Fernbusmarkt noch in der Aufbauphase

Bis zum 1. Januar 2013 waren Fernbusse in Deutschland auf den Straßen verboten. Die Deutsche Bahn hatte seit den 1930er Jahren ein gesetzlich geschütztes Monopol im Fernverkehr innerhalb Deutschlands. Anfang 2013 wurde das Personenbeförderungsgesetz gelockert und so der Busfernlinienverkehr zugelassen.

Dass der Markt sich aktuell noch in der Aufbauphase befindet, zeigen die Preise der Fernbusanbieter. Um der Deutschen Bahn die Kunden abzujagen, locken sie mit extrem billigen Angeboten. Von München nach Frankfurt zum Beispiel kostet die Fahrt mit der Bahn 101 Euro (ICE-Normalpreis), MeinFernbus fährt die Strecke für 14 bis 19 Euro, bei Flixbus zahlen Kunden dafür 13 bis 27 Euro und der ADAC Postbus bietet sie für 15 Euro an. Trotzdem machen die Fernbusse noch immer einen geringen Anteil am bundesweiten Fernverkehr aus. Angaben des Bundesverbandes Deutscher Omnibusunternehmer zufolge stehen den etwa neun Millionen Fernbusreisenden im Jahr 2013 rund 130 Millionen Menschen gegenüber, die den Bahnverkehr nutzten.
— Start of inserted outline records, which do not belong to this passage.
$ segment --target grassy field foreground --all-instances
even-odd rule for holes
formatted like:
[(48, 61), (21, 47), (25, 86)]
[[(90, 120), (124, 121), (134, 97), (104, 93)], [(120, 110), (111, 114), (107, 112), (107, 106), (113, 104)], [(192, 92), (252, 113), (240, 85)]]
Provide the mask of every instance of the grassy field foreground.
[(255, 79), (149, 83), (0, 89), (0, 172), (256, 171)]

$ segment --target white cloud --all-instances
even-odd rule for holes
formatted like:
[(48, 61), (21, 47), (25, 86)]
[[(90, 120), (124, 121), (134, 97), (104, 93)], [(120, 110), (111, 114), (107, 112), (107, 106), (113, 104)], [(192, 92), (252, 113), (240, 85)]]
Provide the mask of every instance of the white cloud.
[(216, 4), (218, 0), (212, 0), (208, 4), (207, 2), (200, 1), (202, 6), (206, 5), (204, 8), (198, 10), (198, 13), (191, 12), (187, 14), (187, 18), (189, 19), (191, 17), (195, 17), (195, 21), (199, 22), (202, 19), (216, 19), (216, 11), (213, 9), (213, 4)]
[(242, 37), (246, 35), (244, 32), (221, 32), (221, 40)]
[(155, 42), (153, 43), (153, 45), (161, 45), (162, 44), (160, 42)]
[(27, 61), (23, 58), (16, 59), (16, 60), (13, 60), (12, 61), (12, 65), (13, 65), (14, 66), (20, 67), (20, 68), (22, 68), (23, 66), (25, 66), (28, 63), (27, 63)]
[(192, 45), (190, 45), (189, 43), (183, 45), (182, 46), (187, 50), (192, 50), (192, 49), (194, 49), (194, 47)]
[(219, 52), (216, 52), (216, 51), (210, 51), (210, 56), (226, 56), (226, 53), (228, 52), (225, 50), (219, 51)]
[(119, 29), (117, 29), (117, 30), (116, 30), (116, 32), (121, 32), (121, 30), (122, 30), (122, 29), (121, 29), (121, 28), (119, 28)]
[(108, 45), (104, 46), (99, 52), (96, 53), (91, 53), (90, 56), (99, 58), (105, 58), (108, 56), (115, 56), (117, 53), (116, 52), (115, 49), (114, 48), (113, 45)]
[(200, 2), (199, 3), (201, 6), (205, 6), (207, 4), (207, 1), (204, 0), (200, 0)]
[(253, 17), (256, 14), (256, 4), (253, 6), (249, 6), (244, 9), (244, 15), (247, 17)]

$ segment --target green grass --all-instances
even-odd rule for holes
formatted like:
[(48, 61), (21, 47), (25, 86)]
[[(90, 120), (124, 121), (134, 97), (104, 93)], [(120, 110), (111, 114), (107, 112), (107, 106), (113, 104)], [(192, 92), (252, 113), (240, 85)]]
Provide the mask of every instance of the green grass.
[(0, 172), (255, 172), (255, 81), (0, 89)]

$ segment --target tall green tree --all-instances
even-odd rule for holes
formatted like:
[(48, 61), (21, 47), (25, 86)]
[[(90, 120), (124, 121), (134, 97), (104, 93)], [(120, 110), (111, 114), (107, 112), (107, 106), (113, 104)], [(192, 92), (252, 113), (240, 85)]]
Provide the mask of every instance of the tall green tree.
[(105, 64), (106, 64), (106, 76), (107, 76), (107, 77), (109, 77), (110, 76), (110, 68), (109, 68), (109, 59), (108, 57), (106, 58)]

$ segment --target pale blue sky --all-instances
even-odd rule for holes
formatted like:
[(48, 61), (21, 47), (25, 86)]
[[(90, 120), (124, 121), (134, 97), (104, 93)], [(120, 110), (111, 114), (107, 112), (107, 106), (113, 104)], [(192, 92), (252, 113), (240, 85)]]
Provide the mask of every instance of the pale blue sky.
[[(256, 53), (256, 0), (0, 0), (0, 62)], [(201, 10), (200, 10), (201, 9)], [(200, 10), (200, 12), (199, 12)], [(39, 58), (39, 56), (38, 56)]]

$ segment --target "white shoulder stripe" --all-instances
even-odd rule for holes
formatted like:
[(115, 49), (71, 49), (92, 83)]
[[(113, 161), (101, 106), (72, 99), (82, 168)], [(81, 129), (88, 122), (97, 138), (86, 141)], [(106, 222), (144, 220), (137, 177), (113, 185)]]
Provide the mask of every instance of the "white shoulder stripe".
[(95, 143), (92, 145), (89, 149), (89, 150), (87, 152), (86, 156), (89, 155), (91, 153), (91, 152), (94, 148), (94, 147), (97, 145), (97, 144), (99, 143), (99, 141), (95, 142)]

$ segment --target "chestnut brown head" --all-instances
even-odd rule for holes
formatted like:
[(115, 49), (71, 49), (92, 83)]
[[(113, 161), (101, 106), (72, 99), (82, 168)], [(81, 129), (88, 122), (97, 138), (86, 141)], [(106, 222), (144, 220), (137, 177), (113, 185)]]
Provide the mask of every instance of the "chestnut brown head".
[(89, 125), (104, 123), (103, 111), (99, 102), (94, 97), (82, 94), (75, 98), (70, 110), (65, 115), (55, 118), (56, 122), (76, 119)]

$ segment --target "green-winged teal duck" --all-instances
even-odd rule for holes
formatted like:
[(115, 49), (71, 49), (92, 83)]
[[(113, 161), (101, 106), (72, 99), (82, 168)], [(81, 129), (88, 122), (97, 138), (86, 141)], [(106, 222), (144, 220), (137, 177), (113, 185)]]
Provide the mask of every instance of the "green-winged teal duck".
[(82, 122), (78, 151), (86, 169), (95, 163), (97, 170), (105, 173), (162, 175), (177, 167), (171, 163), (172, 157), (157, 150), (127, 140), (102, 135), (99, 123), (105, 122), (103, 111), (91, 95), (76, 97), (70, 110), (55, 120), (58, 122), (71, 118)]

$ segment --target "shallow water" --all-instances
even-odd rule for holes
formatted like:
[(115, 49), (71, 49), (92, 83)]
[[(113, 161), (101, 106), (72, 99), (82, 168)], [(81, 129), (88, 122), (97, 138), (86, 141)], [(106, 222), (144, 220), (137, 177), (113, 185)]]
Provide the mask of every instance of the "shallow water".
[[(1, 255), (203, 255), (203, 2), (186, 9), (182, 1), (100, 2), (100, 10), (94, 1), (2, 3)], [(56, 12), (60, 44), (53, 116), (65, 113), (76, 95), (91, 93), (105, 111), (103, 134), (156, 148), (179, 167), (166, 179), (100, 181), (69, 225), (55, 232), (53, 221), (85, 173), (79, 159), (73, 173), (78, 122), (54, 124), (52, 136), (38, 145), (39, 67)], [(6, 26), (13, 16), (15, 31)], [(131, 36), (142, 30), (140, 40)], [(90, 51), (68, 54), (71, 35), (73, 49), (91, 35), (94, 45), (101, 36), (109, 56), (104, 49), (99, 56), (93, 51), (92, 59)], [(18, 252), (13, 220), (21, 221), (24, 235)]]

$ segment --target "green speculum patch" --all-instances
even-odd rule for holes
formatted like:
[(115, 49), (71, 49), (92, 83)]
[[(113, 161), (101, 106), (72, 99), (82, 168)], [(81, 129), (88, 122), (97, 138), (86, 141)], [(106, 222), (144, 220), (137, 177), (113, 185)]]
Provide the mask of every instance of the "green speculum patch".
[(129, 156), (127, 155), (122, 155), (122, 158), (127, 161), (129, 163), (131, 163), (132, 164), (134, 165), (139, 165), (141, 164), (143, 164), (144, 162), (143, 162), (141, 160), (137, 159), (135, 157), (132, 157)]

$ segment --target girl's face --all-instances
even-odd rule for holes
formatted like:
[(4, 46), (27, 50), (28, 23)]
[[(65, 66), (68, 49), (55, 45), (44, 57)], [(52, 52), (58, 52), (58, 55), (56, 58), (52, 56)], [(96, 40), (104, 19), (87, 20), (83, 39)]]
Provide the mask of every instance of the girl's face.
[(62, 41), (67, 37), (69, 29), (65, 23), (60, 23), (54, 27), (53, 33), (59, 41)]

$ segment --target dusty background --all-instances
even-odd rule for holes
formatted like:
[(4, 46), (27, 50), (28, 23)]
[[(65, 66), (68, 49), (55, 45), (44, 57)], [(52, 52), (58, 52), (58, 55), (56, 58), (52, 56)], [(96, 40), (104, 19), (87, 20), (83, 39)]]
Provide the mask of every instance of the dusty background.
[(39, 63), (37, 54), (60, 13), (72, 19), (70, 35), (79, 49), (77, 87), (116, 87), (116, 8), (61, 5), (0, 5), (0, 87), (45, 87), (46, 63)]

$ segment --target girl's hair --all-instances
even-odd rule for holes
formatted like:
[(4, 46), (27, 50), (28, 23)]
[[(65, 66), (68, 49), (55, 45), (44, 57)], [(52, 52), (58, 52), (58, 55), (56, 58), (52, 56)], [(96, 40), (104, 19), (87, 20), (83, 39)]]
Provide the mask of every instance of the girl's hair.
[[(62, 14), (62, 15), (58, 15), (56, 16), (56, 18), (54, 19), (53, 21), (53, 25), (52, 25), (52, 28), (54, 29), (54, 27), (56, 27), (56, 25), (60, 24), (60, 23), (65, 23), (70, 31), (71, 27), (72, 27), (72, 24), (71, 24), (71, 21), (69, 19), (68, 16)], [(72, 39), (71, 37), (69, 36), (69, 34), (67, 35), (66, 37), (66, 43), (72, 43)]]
Seit dem Ende des Monopols hat sich die Branche rasant entwickelt. Um sich auf dem Markt zu positionieren, machen es die kleineren den großen Unternehmen nach und bauen ihre Netze aus. Während es im Januar 2013 insgesamt 62 Linien gab, waren es im April 2014 schon 169 Linien im innerdeutschen Fernbusverkehr. Auch die Zahl der Fahrten ist enorm gestiegen: Im Januar 2013 fuhren Fernbusse wöchentlich 770 Mal hin und zurück, im April 2014 schon 2743 Mal, zeigt eine Studie der Berater von Iges. Nach Berechnungen des Instituts ist MeinFernbus derzeit mit 37,9 Prozent Marktführer, gefolgt von Flixbus mit 17,6 Prozent. Als erster Anbieter unter der neuen Gesetzgebung ist Flixbus seit Februar 2013 auf den Straßen unterwegs. Den ADAC Postbus gibt es erst seit November 2013, er hält aber schon 12 Prozent Marktanteil.
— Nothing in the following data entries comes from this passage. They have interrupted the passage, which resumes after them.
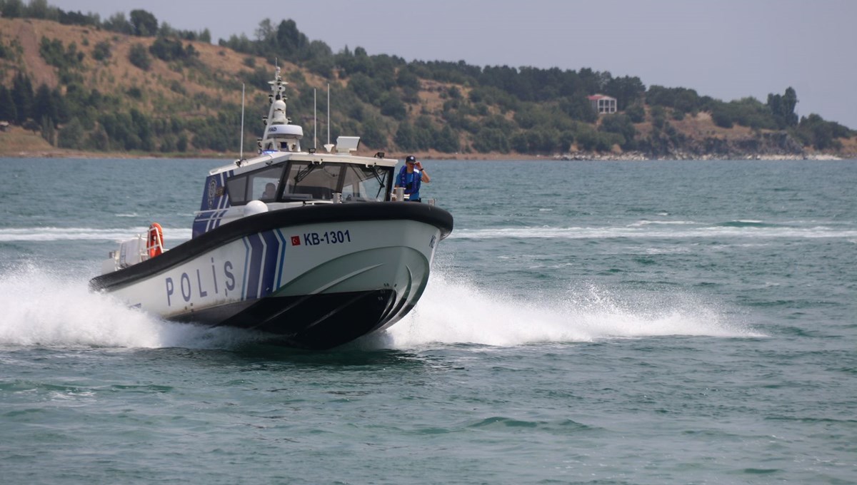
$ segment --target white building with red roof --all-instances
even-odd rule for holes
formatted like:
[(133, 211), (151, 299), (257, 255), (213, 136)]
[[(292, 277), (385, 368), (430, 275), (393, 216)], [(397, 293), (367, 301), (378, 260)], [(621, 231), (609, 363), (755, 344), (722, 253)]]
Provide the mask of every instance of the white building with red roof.
[(609, 115), (616, 112), (616, 98), (604, 94), (593, 94), (587, 96), (590, 104), (596, 113), (599, 115)]

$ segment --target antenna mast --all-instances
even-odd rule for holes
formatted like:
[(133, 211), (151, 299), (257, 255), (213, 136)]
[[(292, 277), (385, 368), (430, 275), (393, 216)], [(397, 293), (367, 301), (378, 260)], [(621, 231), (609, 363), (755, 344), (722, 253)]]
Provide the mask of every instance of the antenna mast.
[(316, 104), (315, 104), (315, 91), (316, 91), (316, 89), (314, 87), (313, 88), (313, 148), (317, 149), (319, 147), (319, 140), (318, 140), (318, 137), (319, 137), (319, 123), (318, 123), (318, 116), (316, 115), (317, 110), (315, 109), (315, 105), (316, 105)]
[(241, 155), (239, 160), (244, 159), (244, 84), (241, 85)]
[(330, 143), (330, 83), (327, 83), (327, 145), (324, 147), (327, 153), (333, 149), (333, 145)]

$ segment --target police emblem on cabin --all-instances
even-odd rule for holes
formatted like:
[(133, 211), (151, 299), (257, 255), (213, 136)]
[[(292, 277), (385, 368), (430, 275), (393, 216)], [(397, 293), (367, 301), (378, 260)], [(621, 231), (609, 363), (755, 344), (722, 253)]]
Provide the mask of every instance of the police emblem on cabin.
[(217, 195), (217, 181), (211, 180), (208, 184), (208, 207), (214, 205), (214, 196)]

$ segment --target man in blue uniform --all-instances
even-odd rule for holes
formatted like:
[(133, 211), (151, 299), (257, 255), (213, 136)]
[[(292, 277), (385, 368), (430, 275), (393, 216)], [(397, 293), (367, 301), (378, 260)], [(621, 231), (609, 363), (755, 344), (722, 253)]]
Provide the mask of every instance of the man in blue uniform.
[(397, 187), (405, 187), (405, 193), (408, 194), (411, 202), (422, 202), (420, 200), (420, 184), (428, 183), (431, 179), (426, 174), (423, 164), (417, 161), (413, 155), (408, 155), (405, 158), (405, 166), (399, 171), (399, 177), (396, 178)]

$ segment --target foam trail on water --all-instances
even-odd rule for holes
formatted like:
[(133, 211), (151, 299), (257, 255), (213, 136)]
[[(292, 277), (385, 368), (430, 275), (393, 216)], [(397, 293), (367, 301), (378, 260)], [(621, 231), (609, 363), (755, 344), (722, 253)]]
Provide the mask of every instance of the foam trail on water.
[(764, 336), (726, 320), (722, 311), (692, 296), (619, 297), (590, 286), (563, 298), (516, 299), (435, 272), (414, 311), (378, 343), (394, 348), (435, 343), (511, 346), (662, 335)]
[(160, 320), (34, 267), (0, 275), (0, 346), (232, 348), (258, 335)]

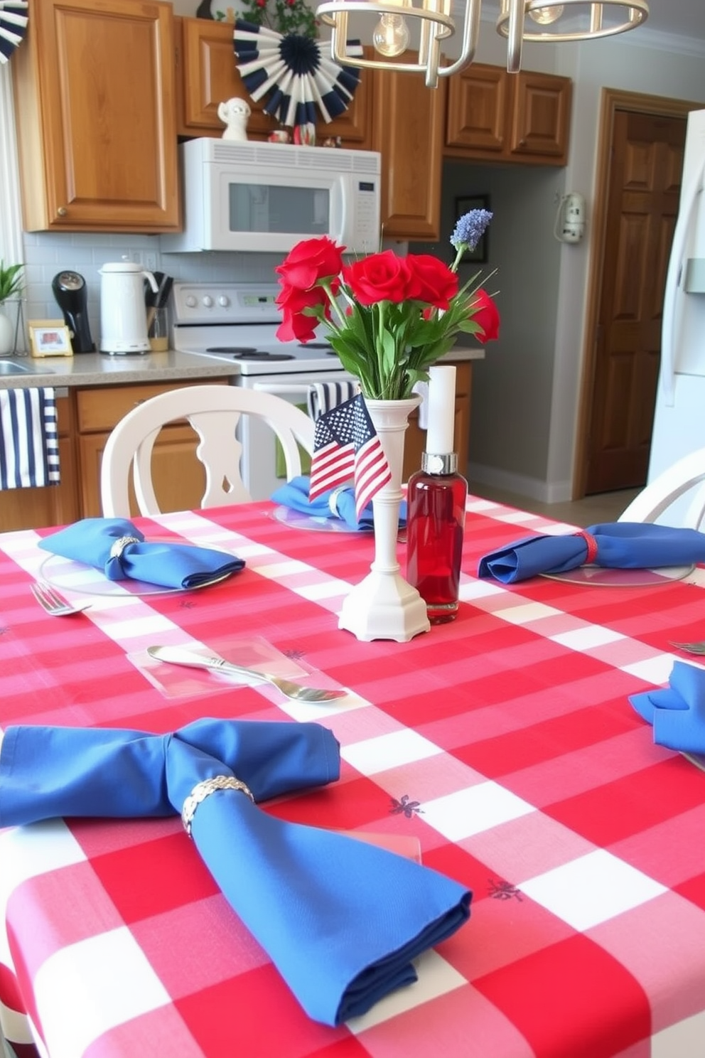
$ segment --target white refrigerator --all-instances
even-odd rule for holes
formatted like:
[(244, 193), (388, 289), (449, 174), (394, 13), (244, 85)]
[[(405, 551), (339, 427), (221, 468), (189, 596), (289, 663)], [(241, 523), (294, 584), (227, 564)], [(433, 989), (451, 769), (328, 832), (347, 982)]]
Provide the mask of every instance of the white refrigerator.
[[(705, 448), (704, 186), (705, 110), (693, 110), (688, 114), (681, 202), (666, 274), (649, 481), (681, 456)], [(679, 503), (687, 506), (685, 499)]]

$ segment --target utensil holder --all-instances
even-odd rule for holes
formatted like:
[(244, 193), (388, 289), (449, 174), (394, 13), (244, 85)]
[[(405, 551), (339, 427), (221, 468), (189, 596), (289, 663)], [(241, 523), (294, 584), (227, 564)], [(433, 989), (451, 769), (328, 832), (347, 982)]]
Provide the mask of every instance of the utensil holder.
[(152, 352), (166, 352), (169, 348), (169, 314), (166, 306), (147, 310), (147, 338)]

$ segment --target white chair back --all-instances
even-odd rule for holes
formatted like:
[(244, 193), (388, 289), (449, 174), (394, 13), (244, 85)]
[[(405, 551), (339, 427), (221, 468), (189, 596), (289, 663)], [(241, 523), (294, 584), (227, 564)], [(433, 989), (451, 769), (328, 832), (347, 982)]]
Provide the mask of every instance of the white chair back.
[[(701, 488), (695, 488), (697, 486)], [(618, 522), (655, 522), (686, 492), (694, 489), (679, 528), (699, 529), (705, 519), (705, 449), (698, 449), (654, 478), (621, 512)]]
[(240, 476), (242, 444), (236, 437), (241, 415), (257, 416), (275, 432), (283, 450), (287, 479), (301, 473), (297, 441), (312, 454), (315, 426), (300, 408), (256, 389), (185, 386), (138, 404), (113, 428), (100, 467), (104, 516), (130, 516), (131, 468), (140, 513), (162, 513), (152, 485), (152, 449), (162, 426), (178, 419), (186, 419), (200, 438), (196, 455), (206, 474), (201, 507), (248, 503), (252, 496)]

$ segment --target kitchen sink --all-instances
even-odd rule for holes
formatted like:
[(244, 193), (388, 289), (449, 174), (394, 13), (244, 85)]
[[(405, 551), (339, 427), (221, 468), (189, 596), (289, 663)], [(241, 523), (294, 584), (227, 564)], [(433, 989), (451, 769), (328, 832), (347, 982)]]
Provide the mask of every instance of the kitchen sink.
[(0, 376), (3, 375), (51, 375), (51, 370), (41, 366), (39, 370), (34, 364), (23, 364), (17, 360), (0, 360)]

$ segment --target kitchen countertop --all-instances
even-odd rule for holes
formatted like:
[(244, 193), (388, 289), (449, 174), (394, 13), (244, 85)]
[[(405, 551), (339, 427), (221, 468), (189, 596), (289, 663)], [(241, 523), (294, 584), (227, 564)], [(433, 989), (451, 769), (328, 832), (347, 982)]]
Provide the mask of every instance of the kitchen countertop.
[[(456, 346), (443, 361), (483, 360), (484, 349)], [(26, 375), (1, 375), (0, 389), (27, 389), (31, 386), (105, 386), (131, 383), (162, 382), (181, 379), (223, 378), (238, 375), (234, 361), (210, 360), (188, 352), (148, 352), (144, 355), (111, 357), (101, 352), (84, 352), (75, 357), (34, 358), (15, 354), (0, 358), (31, 368)]]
Auch der ehemalige Monopolist Deutsche Bahn versucht im hart umkämpften Fernbusmarkt mit immer neuen Angeboten Kunden zu gewinnen. So bietet Berlin Linien Bus, der Verbund von Busunternehmern, an dem die Bahn beteiligt ist, ab sofort die Fahrradmitnahme an, teilte das Unternehmen am Montag mit. 100 Busse seien mit Radträgern ausgestattet worden, sie könnten jeweils drei Räder transportieren. Die Mitnahme kostet demnach zehn Euro und muss spätestens vier Tage vor Abfahrt gebucht werden. Das ist der Unterschied zu früher: Im echten Wettbewerb muss sich die Bahn etwas einfallen lassen.